Sonreí y, acaso debido a los efectos de la borrachera, la encontré más hermosa que la otra vez. Luego, sentados los dos sobre la cama, Ofelia me contó lo sucedido desde entonces y cómo había descubierto que su verdadera profesión era la que estaba ejerciendo en aquel lugar. Finalmente, antes de despedirnos, me dijo:
--Vuelve por aquí cuando tengas un mal día--, y añadió sonriendo--: o cuando estés tan contento como hoy, que para dar rienda suelta a los malos humores da lo mismo una ocasión que otra. Nosotras estamos para eso.

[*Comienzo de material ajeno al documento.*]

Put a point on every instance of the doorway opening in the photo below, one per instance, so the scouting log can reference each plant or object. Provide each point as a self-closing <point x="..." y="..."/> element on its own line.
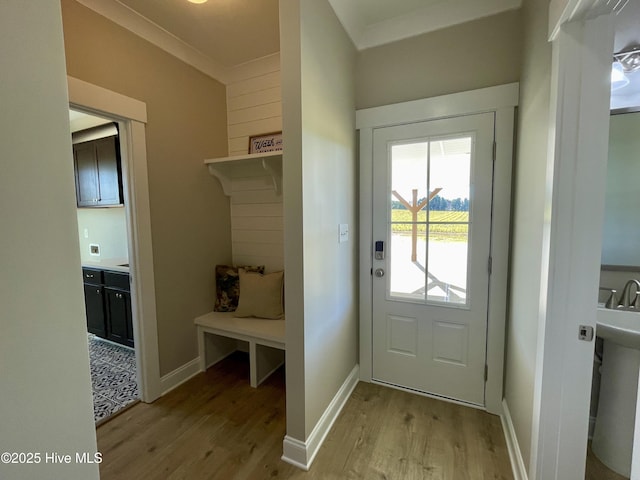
<point x="104" y="252"/>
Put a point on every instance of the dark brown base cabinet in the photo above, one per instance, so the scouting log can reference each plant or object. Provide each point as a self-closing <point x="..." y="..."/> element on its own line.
<point x="108" y="305"/>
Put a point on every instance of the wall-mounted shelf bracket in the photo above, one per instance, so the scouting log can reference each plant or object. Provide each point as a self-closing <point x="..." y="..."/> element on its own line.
<point x="228" y="169"/>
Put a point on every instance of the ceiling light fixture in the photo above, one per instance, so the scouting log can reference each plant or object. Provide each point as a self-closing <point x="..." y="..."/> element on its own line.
<point x="629" y="59"/>
<point x="618" y="78"/>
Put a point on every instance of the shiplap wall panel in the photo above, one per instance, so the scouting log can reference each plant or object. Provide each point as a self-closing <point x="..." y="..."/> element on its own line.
<point x="254" y="83"/>
<point x="251" y="114"/>
<point x="248" y="100"/>
<point x="254" y="107"/>
<point x="257" y="236"/>
<point x="254" y="196"/>
<point x="254" y="127"/>
<point x="259" y="223"/>
<point x="253" y="183"/>
<point x="256" y="210"/>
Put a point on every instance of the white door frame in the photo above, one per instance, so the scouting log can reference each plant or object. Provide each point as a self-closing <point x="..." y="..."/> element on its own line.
<point x="132" y="117"/>
<point x="502" y="100"/>
<point x="582" y="36"/>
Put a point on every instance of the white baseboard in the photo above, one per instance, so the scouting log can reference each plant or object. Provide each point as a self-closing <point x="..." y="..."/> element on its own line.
<point x="515" y="455"/>
<point x="180" y="375"/>
<point x="301" y="454"/>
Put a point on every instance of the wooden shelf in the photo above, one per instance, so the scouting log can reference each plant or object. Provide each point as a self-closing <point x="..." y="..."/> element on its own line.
<point x="227" y="169"/>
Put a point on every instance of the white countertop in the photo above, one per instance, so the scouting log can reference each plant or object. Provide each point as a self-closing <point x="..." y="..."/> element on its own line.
<point x="113" y="264"/>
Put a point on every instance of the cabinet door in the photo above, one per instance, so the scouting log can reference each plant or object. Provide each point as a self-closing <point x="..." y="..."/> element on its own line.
<point x="94" y="307"/>
<point x="109" y="183"/>
<point x="118" y="309"/>
<point x="84" y="155"/>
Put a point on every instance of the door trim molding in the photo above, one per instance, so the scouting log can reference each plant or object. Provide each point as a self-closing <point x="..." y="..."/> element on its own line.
<point x="502" y="100"/>
<point x="132" y="116"/>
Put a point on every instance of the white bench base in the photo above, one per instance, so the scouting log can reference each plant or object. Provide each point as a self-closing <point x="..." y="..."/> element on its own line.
<point x="218" y="333"/>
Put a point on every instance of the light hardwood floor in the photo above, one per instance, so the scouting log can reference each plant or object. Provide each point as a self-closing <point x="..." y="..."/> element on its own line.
<point x="596" y="470"/>
<point x="217" y="427"/>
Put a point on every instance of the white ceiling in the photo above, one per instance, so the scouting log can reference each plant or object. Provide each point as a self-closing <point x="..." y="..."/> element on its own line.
<point x="219" y="35"/>
<point x="627" y="36"/>
<point x="230" y="32"/>
<point x="370" y="23"/>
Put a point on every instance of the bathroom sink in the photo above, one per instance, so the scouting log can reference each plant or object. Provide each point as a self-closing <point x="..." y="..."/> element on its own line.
<point x="619" y="326"/>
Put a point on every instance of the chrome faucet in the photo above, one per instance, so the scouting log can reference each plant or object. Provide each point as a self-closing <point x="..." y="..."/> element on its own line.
<point x="625" y="299"/>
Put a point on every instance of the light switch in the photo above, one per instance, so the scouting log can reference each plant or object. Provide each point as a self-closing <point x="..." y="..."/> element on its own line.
<point x="343" y="230"/>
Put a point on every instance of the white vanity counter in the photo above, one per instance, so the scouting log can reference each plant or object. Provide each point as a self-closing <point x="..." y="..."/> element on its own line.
<point x="113" y="264"/>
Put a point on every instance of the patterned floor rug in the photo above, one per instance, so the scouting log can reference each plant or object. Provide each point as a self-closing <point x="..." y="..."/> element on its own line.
<point x="113" y="377"/>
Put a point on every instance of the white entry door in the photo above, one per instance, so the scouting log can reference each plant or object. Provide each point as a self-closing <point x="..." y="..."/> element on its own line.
<point x="432" y="197"/>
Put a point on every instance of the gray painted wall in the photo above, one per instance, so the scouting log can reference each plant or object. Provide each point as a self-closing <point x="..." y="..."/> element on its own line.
<point x="621" y="228"/>
<point x="46" y="403"/>
<point x="477" y="54"/>
<point x="528" y="222"/>
<point x="320" y="193"/>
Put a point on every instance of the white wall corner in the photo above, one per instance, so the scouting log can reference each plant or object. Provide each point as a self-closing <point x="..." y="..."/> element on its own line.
<point x="180" y="375"/>
<point x="301" y="454"/>
<point x="515" y="455"/>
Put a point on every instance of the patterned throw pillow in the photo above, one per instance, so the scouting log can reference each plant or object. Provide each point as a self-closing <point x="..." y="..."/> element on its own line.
<point x="228" y="286"/>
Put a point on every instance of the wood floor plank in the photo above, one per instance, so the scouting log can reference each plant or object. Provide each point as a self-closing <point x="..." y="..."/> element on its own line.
<point x="217" y="427"/>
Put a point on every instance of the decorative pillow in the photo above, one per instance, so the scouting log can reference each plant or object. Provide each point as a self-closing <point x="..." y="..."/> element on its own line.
<point x="261" y="295"/>
<point x="228" y="286"/>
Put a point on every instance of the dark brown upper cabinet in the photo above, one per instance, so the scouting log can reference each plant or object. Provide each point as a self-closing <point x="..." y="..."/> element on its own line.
<point x="98" y="168"/>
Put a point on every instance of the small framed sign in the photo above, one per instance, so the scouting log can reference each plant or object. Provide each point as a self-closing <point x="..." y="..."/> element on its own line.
<point x="270" y="142"/>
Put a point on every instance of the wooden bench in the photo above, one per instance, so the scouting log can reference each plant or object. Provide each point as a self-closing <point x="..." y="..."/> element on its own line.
<point x="218" y="335"/>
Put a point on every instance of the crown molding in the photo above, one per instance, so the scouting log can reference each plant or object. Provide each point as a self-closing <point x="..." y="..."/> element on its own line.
<point x="158" y="36"/>
<point x="427" y="19"/>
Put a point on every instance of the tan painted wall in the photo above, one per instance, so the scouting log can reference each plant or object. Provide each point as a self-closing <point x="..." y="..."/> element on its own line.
<point x="473" y="55"/>
<point x="528" y="222"/>
<point x="106" y="227"/>
<point x="320" y="193"/>
<point x="45" y="404"/>
<point x="186" y="124"/>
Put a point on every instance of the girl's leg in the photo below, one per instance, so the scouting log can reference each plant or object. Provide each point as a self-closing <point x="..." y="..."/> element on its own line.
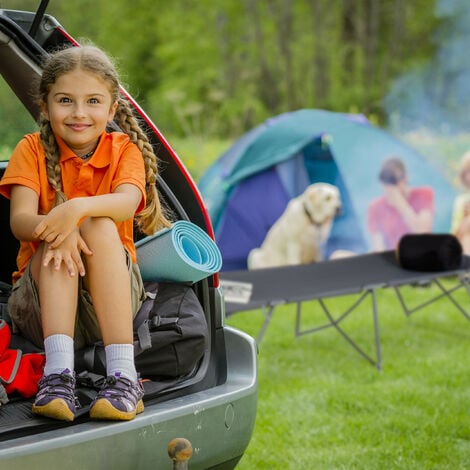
<point x="109" y="285"/>
<point x="108" y="280"/>
<point x="58" y="293"/>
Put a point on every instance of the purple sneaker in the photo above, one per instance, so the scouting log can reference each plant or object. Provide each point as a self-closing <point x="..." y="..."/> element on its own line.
<point x="119" y="399"/>
<point x="56" y="396"/>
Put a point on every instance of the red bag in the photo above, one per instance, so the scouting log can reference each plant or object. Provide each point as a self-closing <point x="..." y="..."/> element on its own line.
<point x="19" y="373"/>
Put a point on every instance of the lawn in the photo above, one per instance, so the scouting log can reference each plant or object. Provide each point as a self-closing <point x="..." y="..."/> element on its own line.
<point x="322" y="406"/>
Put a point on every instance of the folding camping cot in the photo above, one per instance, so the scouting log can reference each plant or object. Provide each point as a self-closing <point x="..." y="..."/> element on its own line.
<point x="362" y="275"/>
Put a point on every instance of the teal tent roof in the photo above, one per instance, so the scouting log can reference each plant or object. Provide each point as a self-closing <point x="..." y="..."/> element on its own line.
<point x="358" y="148"/>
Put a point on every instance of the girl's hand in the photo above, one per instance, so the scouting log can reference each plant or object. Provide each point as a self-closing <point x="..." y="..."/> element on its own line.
<point x="58" y="224"/>
<point x="69" y="253"/>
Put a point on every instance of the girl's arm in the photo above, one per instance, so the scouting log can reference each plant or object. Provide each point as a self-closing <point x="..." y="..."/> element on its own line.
<point x="64" y="218"/>
<point x="24" y="215"/>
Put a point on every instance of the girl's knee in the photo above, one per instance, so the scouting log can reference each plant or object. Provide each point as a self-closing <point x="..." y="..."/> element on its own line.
<point x="98" y="228"/>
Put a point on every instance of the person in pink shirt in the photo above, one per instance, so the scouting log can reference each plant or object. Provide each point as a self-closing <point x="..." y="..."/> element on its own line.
<point x="400" y="210"/>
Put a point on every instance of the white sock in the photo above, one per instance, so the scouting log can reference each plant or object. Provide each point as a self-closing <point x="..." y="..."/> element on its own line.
<point x="120" y="360"/>
<point x="59" y="354"/>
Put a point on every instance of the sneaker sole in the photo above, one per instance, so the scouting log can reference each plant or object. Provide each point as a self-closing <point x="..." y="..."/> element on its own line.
<point x="56" y="408"/>
<point x="102" y="409"/>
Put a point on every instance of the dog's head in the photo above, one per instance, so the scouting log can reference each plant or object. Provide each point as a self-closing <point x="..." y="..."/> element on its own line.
<point x="322" y="202"/>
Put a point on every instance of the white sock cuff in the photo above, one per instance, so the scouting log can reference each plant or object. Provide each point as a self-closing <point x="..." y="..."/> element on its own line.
<point x="58" y="343"/>
<point x="119" y="351"/>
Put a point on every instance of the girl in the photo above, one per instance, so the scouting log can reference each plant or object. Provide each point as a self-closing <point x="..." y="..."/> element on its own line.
<point x="461" y="211"/>
<point x="74" y="189"/>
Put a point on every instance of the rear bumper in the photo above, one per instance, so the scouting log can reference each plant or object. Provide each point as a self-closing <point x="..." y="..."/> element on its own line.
<point x="218" y="422"/>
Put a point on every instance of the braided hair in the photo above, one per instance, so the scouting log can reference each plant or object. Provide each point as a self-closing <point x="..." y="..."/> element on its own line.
<point x="92" y="59"/>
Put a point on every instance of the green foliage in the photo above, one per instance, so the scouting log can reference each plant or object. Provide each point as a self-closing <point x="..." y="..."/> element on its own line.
<point x="218" y="68"/>
<point x="322" y="406"/>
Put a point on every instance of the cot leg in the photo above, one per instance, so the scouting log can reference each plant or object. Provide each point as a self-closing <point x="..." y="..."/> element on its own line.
<point x="268" y="313"/>
<point x="378" y="348"/>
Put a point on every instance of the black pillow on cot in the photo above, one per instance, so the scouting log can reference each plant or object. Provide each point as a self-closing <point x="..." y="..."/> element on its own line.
<point x="429" y="252"/>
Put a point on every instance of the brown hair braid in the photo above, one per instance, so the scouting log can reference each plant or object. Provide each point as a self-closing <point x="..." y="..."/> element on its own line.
<point x="92" y="59"/>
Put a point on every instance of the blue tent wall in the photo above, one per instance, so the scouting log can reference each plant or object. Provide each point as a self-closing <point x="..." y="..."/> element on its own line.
<point x="297" y="148"/>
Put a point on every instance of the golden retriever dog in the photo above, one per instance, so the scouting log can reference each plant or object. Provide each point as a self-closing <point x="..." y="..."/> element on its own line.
<point x="299" y="233"/>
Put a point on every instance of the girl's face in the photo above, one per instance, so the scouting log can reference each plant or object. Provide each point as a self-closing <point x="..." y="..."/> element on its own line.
<point x="78" y="106"/>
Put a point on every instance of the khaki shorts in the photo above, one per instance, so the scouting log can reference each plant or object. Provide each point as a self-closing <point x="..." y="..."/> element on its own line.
<point x="25" y="311"/>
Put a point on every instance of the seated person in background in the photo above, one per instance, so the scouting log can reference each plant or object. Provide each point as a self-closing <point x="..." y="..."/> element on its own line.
<point x="461" y="212"/>
<point x="401" y="209"/>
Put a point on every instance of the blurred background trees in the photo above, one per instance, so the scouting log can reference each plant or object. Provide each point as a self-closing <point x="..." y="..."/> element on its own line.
<point x="218" y="68"/>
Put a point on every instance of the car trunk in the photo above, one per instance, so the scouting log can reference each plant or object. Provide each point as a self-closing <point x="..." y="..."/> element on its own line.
<point x="20" y="56"/>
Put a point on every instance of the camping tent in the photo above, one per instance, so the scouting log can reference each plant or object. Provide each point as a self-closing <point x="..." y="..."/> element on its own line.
<point x="248" y="187"/>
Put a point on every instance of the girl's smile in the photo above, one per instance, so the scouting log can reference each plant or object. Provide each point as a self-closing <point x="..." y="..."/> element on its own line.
<point x="79" y="106"/>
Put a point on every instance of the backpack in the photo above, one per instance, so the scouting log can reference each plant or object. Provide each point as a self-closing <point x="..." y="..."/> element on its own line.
<point x="170" y="335"/>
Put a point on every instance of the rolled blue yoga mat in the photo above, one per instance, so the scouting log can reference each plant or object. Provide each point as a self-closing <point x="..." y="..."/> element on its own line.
<point x="182" y="253"/>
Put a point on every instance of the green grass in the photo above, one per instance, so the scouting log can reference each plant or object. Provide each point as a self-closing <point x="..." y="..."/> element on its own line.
<point x="322" y="406"/>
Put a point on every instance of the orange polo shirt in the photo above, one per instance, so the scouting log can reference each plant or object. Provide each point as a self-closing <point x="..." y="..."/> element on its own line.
<point x="116" y="161"/>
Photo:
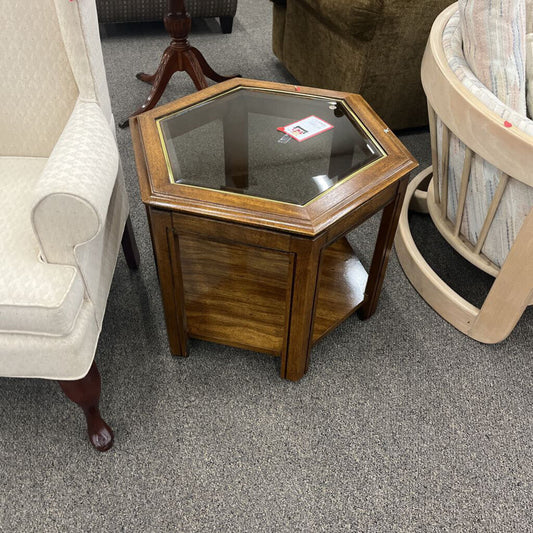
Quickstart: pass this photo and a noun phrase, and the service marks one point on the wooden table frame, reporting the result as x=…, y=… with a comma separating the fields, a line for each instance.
x=231, y=233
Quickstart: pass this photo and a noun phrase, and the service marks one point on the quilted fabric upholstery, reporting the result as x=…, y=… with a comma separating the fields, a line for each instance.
x=35, y=297
x=28, y=125
x=494, y=44
x=356, y=18
x=63, y=203
x=41, y=356
x=484, y=177
x=79, y=28
x=529, y=57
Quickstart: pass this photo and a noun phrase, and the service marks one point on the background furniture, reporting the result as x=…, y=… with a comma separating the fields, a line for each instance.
x=373, y=48
x=151, y=10
x=179, y=56
x=480, y=196
x=249, y=233
x=63, y=206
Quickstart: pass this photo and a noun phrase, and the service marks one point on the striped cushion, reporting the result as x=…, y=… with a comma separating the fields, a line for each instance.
x=529, y=57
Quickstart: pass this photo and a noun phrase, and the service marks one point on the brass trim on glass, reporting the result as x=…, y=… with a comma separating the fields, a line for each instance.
x=345, y=107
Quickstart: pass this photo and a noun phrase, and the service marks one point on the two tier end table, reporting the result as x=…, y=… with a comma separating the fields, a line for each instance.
x=250, y=189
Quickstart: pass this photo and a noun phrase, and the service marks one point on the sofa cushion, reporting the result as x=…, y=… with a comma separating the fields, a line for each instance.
x=35, y=297
x=357, y=18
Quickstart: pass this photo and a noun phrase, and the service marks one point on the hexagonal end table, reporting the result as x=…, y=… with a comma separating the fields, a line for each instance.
x=250, y=188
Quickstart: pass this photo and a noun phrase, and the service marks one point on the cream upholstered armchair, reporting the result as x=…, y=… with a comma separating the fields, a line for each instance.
x=477, y=74
x=63, y=205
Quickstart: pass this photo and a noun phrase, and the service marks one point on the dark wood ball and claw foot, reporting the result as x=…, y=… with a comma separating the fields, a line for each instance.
x=179, y=56
x=85, y=392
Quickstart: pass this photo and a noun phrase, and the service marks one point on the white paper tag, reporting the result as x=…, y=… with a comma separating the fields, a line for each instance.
x=306, y=128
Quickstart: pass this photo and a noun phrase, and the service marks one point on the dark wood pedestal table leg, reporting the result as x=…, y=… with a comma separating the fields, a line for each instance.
x=179, y=56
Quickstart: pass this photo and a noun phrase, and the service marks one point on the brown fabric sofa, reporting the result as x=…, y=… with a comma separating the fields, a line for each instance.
x=371, y=47
x=151, y=10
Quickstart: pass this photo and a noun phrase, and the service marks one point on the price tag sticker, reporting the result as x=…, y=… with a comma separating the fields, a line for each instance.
x=306, y=128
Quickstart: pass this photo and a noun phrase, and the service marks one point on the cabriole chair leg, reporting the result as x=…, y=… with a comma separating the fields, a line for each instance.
x=86, y=393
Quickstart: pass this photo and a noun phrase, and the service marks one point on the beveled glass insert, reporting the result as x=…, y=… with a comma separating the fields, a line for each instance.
x=232, y=143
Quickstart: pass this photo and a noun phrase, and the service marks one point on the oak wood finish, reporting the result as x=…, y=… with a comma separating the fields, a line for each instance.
x=269, y=276
x=86, y=393
x=179, y=56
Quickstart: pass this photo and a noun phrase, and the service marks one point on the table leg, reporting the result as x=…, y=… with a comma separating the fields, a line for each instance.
x=380, y=259
x=307, y=255
x=170, y=279
x=180, y=56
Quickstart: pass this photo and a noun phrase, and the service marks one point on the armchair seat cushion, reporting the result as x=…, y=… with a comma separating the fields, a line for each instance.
x=35, y=297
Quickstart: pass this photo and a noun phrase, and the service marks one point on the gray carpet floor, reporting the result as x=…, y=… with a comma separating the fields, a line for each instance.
x=401, y=423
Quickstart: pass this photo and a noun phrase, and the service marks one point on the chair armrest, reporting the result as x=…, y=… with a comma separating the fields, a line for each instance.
x=73, y=192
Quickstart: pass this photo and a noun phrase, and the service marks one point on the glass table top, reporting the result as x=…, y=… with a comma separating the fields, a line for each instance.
x=286, y=147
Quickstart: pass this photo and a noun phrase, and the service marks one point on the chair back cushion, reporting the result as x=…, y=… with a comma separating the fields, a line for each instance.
x=494, y=45
x=38, y=89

A los pocos días, tras recuperarme de la resaca y de mi casual reencuentro con Ofelia, escribí la primera crónica breve para el Diario. Fue a propósito de un motín que los trabajadores del campo y la ciudad llevaron a cabo en el mercado del Borne, promovido por la comisión de la que formaba parte Valentí. La policía cargó contra los alborotadores y detuvo a unos cuantos. En una publicación barcelonesa salió una breve nota diciendo que los amotinados eran gentes sin oficio ni beneficio, familias de holgazanes que habían desocupado los lugares de sus viviendas, la labor del campo y las profesiones en que se criaron, revoltosos de la clase social más ínfima, vagos y maleantes, gentes inferiores sin cabeza cierta y no sé cuántas mentiras más, porque, haciendo las averiguaciones pertinentes con ayuda de Albert, llegamos a la conclusión de que las personas que detuvieron tras las algaradas eran en su mayor parte labradores, herreros, canteros, curtidores y menestrales.